# Why simulate data?

While it is true that nothing beats working with a real dataset that represents the actual forest conditions we are interested in answering questions about, it is often really handy to build fake datasets instead. Sometimes you go through the trouble of identifying, obtaining, importing, and cleaning a real dataset, only to find that it doesn’t actually have the characteristics you are were hoping for.

Therefore as a starting point, it is often helpful (and faster) to generate some fake data that might have been produced from a certain kind of sample design or forest condition that you are interested in modeling or making inference about. This happened to us the other day, and we wound up simulating some data in a few different ways. I thought I would share one of those approaches.

# Start with a problem

When you are going to simulate some data it pays to do a little thinking before you even crack open your Jupyter kernel.

The way you approach simulation will by necessity begin with the specific kind of questions you are trying to answer. A well-defined problem will allow your simulated data to be *parsimonious* - that is it will include all the features you are interested in asking questions about, but not include those that are irrelevant. To pull out the old chestnut from Einstein: “Everything should be made as simple as possible, but no simpler.”
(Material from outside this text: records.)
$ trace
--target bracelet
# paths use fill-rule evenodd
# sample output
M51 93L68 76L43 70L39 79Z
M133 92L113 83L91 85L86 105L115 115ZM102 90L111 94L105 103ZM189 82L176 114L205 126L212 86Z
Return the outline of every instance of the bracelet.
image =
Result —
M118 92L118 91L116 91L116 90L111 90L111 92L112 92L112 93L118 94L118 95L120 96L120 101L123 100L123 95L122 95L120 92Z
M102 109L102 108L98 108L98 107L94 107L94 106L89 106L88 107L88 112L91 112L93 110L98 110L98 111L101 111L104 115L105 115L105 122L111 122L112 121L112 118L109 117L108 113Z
The problem that we were trying to address the other day has to do with the behavior of estimators under unequal probability sampling in a two-stage sample, specifically two-stage sampling with probability proportional to size (PPS). This can come about in forestry in a few different ways, but here is a very common scenario:

- We are interested in measuring some characteristic of a forest (in this example I’ll use basal area)
- The forest is divided into stands, which we will measure by installing plots.
- We aren’t going to sample all of the stands
- We’d like to preferentially sample the larger stands.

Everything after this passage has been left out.